McCarthy believes the Democrats will press forward at all costs, including the loss of Congress, in order to fulfill their their age-hold dream of government health care, increasing federal control over one-sixth of our economy. He thinks Republicans lack the will to repeal the monstrosity should Democrats pass it. Morrissey, by contrast, doesn’t think Democrats will get away with it because not all their fellow partisans share the vision of their far-left leaders from deep “blue” enclaves of our richly diverse country.
Being an optimist, I side with Morrissey, but aware of the liberal impulse for control, I get where McCarthy’s coming from and understand why the Democrats press on even as opposition has solidified against the overhaul, with strong opposition increasing and intensifying as the president’s poll numbers take a tumble every time health care tops the news.
First, given that right now, “there is no health care bill currently under consideration“, it’s not certain Democrats can come up with something which can pass both congressional chambers and pass muster under the Senate rules of reconciliation.

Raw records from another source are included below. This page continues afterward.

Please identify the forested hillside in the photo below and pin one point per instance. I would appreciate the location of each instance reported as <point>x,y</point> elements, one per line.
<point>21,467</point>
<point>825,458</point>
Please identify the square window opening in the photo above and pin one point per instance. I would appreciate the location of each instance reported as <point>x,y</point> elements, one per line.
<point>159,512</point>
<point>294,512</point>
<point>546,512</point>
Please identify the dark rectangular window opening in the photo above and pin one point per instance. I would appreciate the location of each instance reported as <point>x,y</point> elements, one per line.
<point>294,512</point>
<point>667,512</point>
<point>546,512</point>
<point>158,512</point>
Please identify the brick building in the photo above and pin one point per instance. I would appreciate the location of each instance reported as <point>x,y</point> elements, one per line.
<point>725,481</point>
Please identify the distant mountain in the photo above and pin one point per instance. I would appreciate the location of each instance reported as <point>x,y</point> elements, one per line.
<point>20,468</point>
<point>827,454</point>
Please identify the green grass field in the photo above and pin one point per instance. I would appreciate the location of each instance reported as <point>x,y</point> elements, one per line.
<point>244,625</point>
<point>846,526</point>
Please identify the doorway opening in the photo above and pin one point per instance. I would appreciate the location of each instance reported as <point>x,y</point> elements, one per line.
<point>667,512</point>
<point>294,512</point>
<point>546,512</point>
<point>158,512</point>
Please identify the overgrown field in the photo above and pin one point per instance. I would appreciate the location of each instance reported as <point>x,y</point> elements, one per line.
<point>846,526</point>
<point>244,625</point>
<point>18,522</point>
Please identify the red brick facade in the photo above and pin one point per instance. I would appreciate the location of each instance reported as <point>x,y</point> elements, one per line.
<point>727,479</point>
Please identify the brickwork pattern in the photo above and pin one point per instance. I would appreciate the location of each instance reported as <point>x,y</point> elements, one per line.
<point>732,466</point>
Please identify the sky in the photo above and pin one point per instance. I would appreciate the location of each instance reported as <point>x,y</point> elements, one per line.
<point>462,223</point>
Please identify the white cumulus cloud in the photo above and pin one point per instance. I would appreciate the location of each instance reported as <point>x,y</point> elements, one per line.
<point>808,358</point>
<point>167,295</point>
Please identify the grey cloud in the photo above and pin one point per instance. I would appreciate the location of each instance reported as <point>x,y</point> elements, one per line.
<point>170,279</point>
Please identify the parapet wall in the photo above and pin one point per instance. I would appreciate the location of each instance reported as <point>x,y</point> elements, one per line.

Second, even if Democrats do find a way to pass it, Republicans might finally find the stomach to repeal it, given that they’ll owe their majorities to popular opposition to the legislation and outrage at the way it has been (and likely will be) rammed through Congress.
In making a point similar to my second point (and so helping me frame my argument), Moe Lane offers this telling observation:
People like to talk about how government programs and agencies never die, once instituted, with the Great Society and the New Deal being the most used examples. What’s not mentioned is that both of those programs were popular. People wanted a Social Security program. They wantedMedicare. They do not notably want this monstrosity of a health care bill*.
And that’s why it may not only be the straw which breaks the statist camel’s back, but which finally turns the tides on big government, giving small government conservatives the will not just to repeal this boondoggle, but to start taking a crack at other outdated pieces of the federal leviathan.